When a domino hits the ground, it converts some of its potential energy into kinetic energy, the energy that causes it to fall. The remaining potential energy travels to the next domino, giving it the push it needs to topple over, and the chain continues until all of the pieces have fallen. The process is much like the way a company’s leadership can influence its culture.

Domino’s first store opened in Ypsilanti in 1967 and was an instant success. The franchise grew quickly, and by 1978, there were more than 200 locations. This growth was fueled by a strategy that put Domino’s pizza in front of customers when they wanted it most. Rather than opening new locations in the middle of nowhere, they located them near college campuses where students could pick up their pizza on their way home for dinner.

In the early 18th Century, dominoes were a popular fad in Europe. They were made of bone, silver lip ocean pearl oyster shell (mother-of-pearl) or ivory, with contrasting black or white pips. Some sets were designed to be puzzles, where the players placed tiles on a board so that their ends matched. Others were arranged by number, with each tile belonging to one or more of the suits of numbers (ones, threes, fives and sevens).

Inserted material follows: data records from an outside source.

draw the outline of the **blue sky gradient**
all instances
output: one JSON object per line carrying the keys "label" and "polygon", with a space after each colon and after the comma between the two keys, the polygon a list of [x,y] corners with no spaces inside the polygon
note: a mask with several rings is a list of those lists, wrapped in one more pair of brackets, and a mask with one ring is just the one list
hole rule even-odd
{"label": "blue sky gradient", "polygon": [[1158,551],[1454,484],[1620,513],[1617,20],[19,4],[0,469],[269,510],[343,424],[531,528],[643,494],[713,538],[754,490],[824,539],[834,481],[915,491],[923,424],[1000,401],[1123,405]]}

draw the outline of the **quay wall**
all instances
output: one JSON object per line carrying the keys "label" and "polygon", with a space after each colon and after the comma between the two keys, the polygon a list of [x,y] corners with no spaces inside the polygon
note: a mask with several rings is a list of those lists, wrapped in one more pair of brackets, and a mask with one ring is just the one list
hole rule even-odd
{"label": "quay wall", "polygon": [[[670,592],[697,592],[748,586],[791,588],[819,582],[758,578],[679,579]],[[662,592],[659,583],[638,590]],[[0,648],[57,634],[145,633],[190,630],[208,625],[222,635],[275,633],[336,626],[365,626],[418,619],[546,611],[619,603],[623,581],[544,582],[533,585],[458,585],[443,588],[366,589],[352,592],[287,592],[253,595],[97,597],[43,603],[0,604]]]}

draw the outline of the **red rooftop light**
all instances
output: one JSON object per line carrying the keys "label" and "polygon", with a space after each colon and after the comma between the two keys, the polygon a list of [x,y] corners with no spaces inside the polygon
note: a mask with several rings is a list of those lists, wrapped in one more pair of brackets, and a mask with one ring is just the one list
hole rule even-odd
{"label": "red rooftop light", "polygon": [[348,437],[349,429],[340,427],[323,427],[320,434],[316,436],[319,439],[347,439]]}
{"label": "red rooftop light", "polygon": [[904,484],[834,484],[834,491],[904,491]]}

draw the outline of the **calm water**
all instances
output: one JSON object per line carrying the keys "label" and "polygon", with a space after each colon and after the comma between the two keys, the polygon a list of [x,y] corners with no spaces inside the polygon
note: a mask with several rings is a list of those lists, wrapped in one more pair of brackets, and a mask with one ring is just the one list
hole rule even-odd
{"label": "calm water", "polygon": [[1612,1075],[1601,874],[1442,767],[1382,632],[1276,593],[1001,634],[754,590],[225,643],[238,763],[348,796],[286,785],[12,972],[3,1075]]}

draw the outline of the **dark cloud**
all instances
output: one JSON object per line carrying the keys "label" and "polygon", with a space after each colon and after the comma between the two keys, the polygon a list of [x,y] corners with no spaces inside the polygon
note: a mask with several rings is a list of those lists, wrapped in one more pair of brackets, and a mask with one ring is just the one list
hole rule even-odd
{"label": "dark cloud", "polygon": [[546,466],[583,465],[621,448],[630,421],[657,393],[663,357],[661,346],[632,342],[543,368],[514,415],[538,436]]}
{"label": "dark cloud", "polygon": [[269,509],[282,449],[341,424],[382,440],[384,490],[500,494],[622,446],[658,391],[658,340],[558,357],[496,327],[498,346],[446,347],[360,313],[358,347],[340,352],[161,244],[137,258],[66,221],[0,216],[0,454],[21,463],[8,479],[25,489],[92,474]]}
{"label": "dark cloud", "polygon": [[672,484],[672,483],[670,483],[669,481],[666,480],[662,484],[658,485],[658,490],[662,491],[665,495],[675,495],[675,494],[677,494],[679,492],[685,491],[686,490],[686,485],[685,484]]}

There are many different types of games that can be played with dominoes. The most common are blocking and scoring games. Blocking involves placing a domino in a row so that it touches only the ends of other dominoes and blocks their movement. In scoring games, points are scored when a player places a domino in such a way that the exposed dots on its two ends total a multiple of five. The first player to reach this point is the winner.

The most common domino sets have 28 or 55 tiles. Larger sets, called extended dominoes, exist that allow for more combinations of ends. These are typically used in games that require more than four players, and they contain an extra set of nine tiles.

Some people have taken the art of creating domino setups to an incredible level. One example is Hevesh, a 20-year-old woman who creates spectacular domino displays for movies and events. She has an enormous following on YouTube and has been commissioned to create complex setups for clients such as Katy Perry.

Hevesh says that when she begins an installation, she follows a version of the engineering-design process. She considers the theme or purpose of the design and brainstorms images or words that she might want to use. She then draws a diagram to guide her as she works.

When she finishes an installation, Hevesh says she usually takes several nail-biting minutes to let the dominoes fall. She is amazed by the results, but she also knows that there are many different ways to achieve the same result. She says that the key is to have confidence in your abilities and know that you can make it happen if you try hard enough.